Il revient sur ces propos dans une lettre (imprimée dans le livre "HaH'afetz H'ayim ouPealo", t. III, p.1213). [cf. encore resp. Zekan Aharon (Wolkin) II, §66].

Des propos similaires sont tenus par le Rav Zalman Sorotzkin, Av Beit Din de Lotzk (resp, Moznayim LaMishpat, t. I, §42) - "il n'est pas seulement permis d'enseigner la Torah... aux filles de notre génération, mais c'est un devoir clair, une obligation".

Ainsi que par :
- le Rabbi de Loubavitch (Iggrot Kodesh I, 259),
- le Rav Mordeh'ai Eliahou (resp.
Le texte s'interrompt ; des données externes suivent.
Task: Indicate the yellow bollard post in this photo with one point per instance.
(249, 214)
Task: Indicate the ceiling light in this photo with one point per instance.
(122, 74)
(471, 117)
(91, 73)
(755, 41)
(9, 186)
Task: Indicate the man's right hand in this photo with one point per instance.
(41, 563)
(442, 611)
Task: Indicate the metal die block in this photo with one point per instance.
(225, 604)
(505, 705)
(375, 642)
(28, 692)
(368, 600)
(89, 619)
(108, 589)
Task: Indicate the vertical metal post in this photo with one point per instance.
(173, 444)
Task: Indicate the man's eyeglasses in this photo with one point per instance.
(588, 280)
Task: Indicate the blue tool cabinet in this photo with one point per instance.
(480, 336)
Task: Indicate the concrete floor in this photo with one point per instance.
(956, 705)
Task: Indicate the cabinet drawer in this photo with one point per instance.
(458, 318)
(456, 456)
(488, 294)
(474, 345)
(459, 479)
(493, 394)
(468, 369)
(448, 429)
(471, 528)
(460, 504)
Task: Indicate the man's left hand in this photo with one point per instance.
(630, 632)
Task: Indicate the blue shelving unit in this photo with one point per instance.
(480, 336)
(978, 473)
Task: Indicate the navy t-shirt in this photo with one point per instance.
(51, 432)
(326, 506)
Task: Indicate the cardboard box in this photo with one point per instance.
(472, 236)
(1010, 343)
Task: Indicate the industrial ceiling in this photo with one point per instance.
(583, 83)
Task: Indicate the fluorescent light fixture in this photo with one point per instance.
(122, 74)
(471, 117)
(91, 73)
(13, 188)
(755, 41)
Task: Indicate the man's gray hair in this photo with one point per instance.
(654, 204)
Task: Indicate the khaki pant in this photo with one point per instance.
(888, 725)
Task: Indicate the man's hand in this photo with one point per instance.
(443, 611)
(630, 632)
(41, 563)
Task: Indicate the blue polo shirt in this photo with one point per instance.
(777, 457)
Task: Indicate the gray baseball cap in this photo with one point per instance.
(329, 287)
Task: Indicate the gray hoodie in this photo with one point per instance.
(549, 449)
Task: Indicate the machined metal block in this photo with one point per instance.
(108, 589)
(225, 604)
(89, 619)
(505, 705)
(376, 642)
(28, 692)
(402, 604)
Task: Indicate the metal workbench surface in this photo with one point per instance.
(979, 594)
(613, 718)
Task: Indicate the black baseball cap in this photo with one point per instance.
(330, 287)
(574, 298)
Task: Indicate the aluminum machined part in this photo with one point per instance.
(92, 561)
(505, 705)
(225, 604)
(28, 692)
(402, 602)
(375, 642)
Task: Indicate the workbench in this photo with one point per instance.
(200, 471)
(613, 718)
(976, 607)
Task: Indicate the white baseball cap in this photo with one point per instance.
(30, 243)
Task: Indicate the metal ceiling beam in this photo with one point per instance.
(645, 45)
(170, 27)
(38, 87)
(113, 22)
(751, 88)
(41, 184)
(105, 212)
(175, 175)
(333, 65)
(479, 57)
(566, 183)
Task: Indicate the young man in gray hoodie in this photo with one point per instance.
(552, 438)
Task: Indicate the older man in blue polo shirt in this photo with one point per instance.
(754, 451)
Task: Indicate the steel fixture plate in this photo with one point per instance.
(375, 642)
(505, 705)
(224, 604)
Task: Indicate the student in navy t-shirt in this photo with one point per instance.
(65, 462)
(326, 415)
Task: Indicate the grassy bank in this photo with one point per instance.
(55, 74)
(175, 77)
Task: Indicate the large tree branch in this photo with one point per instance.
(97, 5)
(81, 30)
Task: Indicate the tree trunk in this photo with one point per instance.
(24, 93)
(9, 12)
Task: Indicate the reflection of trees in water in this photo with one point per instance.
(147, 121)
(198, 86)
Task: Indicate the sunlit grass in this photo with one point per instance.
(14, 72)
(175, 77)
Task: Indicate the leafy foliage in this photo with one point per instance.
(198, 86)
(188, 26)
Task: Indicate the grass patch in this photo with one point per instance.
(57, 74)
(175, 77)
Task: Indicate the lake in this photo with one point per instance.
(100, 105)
Maamar Mordeh'ai, t. I YD §11),
- le Rav H'ayim David HaLévy (resp. Asseh Leh'a Rav, t. II, §52),
- le Rav Yossef Dov Soloveitchik (MiPninei HaRav, Likoutei Hanhagot, p. 167).
- le Rav Aharon Lichtenstein (Be'Ayot Yessod Beh'inouh'a shel Ha'Isha, in B.Tz. Rosenfeld (éd.), "La femme et son éducation" (en héb.), Kfar Saba, 1980, p. 158-159 ; cf. aussi les propos du R.Y. Kappah', id. p. 32-33)
- le Rav Moshé Malka (resp. Mikvé HaMayim III YD §21)
- le Rav Ben-Tzion Fierrer (revue Noam n°3, p. 131)
Tous soutiennent que les temps et normes sociales ont changé, c'est pourquoi de nos jours, les femmes seraient astreintes à étudier !
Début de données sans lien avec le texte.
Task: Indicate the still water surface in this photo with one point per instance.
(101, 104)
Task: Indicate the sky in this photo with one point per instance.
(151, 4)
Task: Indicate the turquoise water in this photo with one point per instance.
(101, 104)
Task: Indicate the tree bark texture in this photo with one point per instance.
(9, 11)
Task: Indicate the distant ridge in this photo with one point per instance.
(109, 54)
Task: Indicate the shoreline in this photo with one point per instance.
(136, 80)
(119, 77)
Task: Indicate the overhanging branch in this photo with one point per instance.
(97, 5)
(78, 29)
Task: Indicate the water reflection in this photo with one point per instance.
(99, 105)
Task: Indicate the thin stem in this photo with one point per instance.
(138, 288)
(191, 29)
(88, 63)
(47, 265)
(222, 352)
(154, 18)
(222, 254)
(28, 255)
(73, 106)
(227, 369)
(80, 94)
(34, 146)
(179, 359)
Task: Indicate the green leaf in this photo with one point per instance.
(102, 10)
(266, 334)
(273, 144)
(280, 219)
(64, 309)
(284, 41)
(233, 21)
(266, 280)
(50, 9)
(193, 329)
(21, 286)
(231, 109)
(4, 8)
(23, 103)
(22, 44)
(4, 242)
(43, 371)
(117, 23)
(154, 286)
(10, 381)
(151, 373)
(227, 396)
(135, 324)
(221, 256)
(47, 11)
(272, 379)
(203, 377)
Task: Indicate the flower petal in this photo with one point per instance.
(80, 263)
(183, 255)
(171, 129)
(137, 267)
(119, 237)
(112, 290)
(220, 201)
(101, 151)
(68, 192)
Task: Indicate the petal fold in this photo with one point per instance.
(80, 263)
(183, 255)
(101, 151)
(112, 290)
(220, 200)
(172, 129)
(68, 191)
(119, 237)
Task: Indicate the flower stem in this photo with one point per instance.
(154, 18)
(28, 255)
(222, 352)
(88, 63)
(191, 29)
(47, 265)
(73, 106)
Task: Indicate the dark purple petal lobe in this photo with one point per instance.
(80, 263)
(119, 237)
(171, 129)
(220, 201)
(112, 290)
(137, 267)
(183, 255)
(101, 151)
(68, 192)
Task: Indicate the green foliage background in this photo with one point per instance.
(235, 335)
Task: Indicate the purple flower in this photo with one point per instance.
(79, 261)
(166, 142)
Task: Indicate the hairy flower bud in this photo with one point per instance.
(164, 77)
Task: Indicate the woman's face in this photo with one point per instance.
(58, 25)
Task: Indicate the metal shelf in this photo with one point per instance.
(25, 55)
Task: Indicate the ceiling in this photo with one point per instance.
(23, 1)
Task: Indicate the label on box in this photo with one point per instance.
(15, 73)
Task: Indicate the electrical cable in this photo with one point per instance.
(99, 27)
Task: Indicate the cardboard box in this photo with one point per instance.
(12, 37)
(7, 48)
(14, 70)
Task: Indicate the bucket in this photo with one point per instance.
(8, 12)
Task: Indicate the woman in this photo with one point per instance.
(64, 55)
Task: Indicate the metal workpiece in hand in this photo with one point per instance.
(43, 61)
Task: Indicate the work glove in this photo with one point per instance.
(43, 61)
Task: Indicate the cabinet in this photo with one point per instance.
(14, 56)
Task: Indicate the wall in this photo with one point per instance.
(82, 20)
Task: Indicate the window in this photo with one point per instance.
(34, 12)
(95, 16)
(Toutefois, le Rabbi de Tzanz-Kausenbourg émet une critique générale envers ces avis (resp. Divrei Yatziv YD §140), selon lui il est dangereux d'affirmer cela ainsi, parce qu'après les gens commenceraient à dire que pour d'autres choses aussi "les temps ont changé" et viendraient à cause de cela à annuler des halah'ot et aliéner la Torah - sa peur peut se comprendre, mais on voit bien que c'est un avis bien fondé chez les décisionnaires de ce siècle - cf. encore l'article du prof. Yehouda Lévy, "L'avis du Rambam sur l'étude des femmes" (en héb.) dans la revue HaMa'ayan, n°34 (1), Tishrei, 5754 (1993), p. 10).

C'est donc que l'étude, pour tous les juifs, femmes ou hommes, est d'une importance capitale.
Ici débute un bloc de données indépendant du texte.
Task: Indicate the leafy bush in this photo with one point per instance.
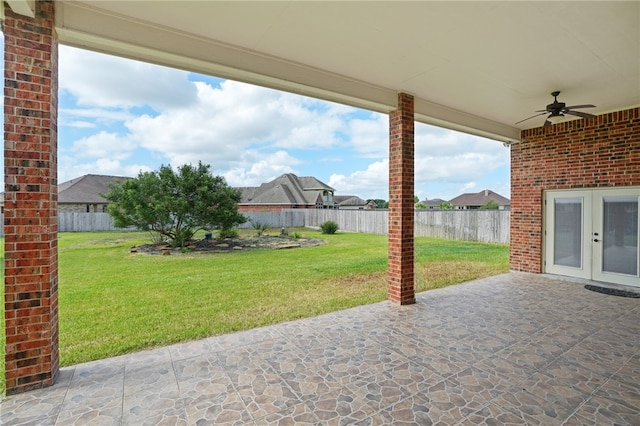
(175, 204)
(259, 227)
(228, 233)
(329, 227)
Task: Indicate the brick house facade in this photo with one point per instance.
(597, 153)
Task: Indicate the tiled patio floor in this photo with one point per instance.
(514, 349)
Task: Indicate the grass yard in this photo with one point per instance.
(113, 302)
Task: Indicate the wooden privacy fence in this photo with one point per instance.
(489, 226)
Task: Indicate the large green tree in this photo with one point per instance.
(175, 204)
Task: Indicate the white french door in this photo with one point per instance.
(593, 234)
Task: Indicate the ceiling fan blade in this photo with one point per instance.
(579, 114)
(537, 115)
(580, 106)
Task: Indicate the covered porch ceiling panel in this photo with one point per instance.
(477, 67)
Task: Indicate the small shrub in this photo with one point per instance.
(228, 233)
(329, 227)
(259, 227)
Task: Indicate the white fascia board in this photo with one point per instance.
(23, 7)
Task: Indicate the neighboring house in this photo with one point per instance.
(474, 201)
(287, 192)
(82, 195)
(433, 204)
(353, 202)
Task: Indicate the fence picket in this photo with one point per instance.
(490, 226)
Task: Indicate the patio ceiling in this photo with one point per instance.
(478, 67)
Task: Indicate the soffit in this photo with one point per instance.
(473, 66)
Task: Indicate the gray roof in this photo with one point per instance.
(86, 189)
(436, 202)
(479, 199)
(287, 189)
(349, 200)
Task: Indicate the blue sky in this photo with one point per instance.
(120, 117)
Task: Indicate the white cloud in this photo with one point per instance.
(373, 181)
(103, 145)
(370, 137)
(107, 81)
(145, 115)
(70, 169)
(258, 168)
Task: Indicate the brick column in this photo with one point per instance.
(31, 223)
(400, 281)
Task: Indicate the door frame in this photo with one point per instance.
(591, 258)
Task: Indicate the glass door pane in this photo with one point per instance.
(567, 232)
(620, 236)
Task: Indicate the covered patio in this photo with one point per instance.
(517, 348)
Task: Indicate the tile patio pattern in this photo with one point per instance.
(515, 349)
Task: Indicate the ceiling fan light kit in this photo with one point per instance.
(558, 110)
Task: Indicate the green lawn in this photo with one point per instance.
(112, 301)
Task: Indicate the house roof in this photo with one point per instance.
(436, 202)
(474, 66)
(479, 199)
(349, 200)
(287, 189)
(86, 189)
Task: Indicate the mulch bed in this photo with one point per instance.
(229, 244)
(612, 291)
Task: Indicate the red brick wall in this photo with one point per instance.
(31, 254)
(594, 153)
(400, 280)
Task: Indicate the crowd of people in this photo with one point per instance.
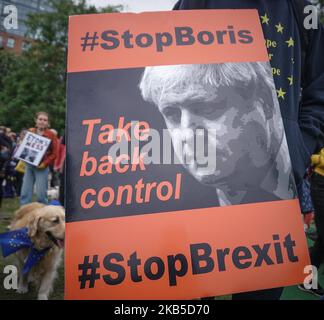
(20, 179)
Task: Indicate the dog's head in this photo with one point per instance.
(47, 227)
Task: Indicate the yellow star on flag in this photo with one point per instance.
(281, 93)
(279, 27)
(290, 42)
(265, 19)
(291, 80)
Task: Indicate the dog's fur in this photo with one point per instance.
(46, 228)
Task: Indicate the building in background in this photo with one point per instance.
(15, 40)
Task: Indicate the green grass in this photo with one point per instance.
(6, 214)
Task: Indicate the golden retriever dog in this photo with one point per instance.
(46, 229)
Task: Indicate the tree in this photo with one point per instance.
(36, 80)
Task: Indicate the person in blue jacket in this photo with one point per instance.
(297, 60)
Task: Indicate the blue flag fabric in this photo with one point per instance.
(15, 240)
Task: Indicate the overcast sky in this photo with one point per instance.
(137, 5)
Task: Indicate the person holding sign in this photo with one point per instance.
(39, 174)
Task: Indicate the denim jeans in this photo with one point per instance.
(34, 176)
(317, 191)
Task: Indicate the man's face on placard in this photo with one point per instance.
(237, 126)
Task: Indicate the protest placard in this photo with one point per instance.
(179, 182)
(32, 149)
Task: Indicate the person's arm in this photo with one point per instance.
(311, 116)
(50, 157)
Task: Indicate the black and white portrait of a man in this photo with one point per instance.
(238, 103)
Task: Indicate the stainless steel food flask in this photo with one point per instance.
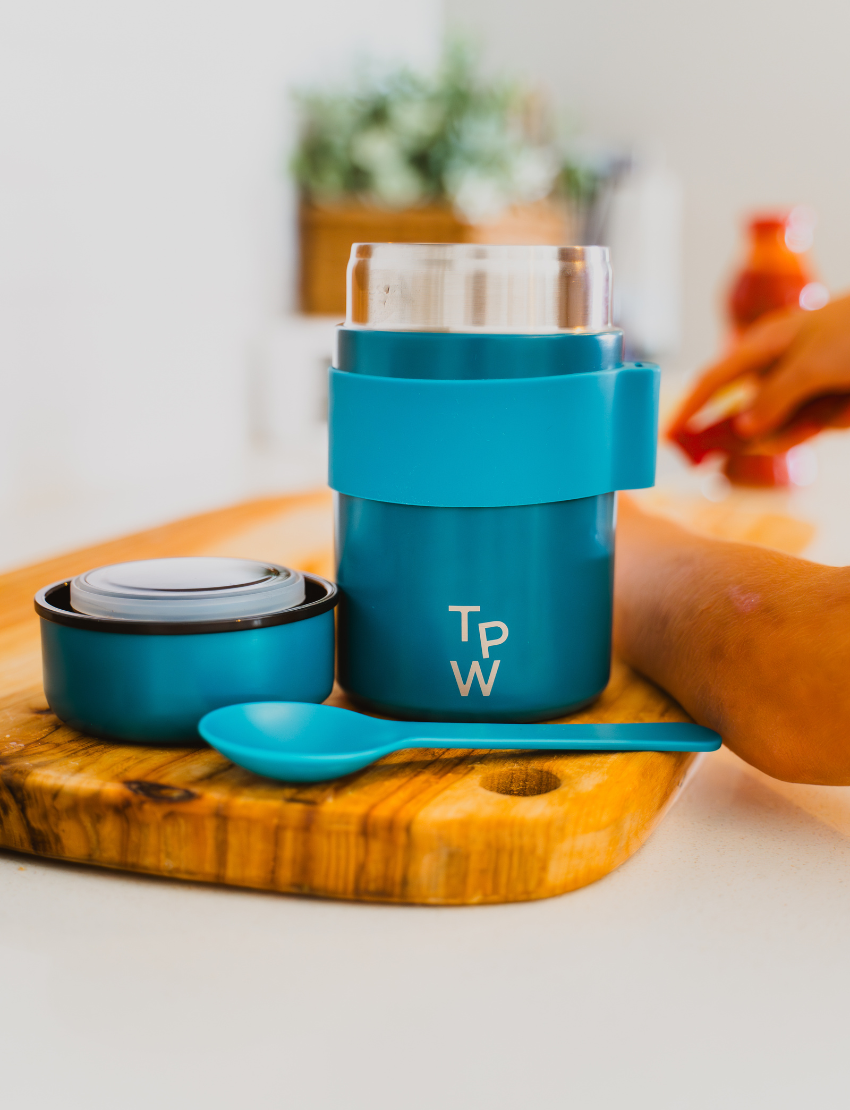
(482, 420)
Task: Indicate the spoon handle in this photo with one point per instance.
(666, 736)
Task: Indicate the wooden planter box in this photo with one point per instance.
(326, 233)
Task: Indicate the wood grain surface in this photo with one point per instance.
(421, 826)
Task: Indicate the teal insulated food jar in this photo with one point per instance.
(482, 420)
(140, 652)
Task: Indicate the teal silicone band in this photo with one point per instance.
(493, 442)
Nos Sages nous enseignent (T.B. Shabat 127a) que l'étude de la Torah équivaut à tous les commandements ("veTalmoud Torah kenegued koulam").
La raison de cette équivalence réside dans le fait qu'il est nécessaire d'étudier, de réfléchir et de penser par soi-même pour forger sa propre identité.
Celle-ci sera alors basée sur la confiance en nos prédécesseurs.
Cette confiance, à la différence d'une foi "mystique", illogique (comme le dit Tertullien, De Carne Christi, ch.5 - "je crois parce que c'est absurde") et détachée du monde des actes (cf. T.B. Baba Kama 17a: la Torah nous conduit à l'acte) - prouve notre intérêt à rencontrer notre tradition, nos Ancêtres.
Ceux-ci étaient loin d'être "bêtes" et il est tout en notre intérêt d'essayer d'étudier leurs propos, leurs interprétations, afin de les questionner et de forger notre propre identité.
Ce lien de confiance ("emoun" en hébreu) est peut-être même plus important même que la foi ("emouna" en hébreu), comme le dit le Midrash (Eih'a Rabba, Ptih'ta, 2): "Rav Houna et Rabbi Yirmia disent au nom de Rabbi H'iya fils d'Abba - le verset dit (Jérémie 16) "et ils M'ont abandonné et Ma Torah ils n'ont pas gardé" - si seulement ils M'abandonnaient et gardaient Ma Torah ! (Car) par leur étude et intérêt en celle-ci, la lueur qui est en elle les ramèneraient à l'excellence".
Ou dans les termes de Levinas, dans "Difficile Liberté", "Aimer la Torah plus que Dieu".

Le Rav Y.D. Soloveitchik ne disait-il pas aussi (Al HaTeshouva p. 296) :
"Je ne suis ni cabaliste ni mystique. Je ne parle de la proximité de Dieu que du fait que je l’expérimente sitôt que j’ouvre mon Talmud. En me plongeant dans l’étude, j’ai la sensation que Dieu se tient derrière moi, sa main sur mon épaule, examinant la page, demandant sur quel sujet je planche. Ce n’est pas un effet de mon imagination mais une expérience réelle"

2. Concernant la question de faire des exposés et/ou participer à des débats où des hommes sont présents, il n'y a aucun interdit, ni problème, parfois cela peut constituer - selon la norme sociale - "un manque de pudeur", tout dépend du contexte et du lieu. Voyez la 70031 et surtout le resp. Avné Dereh' qui y est cité.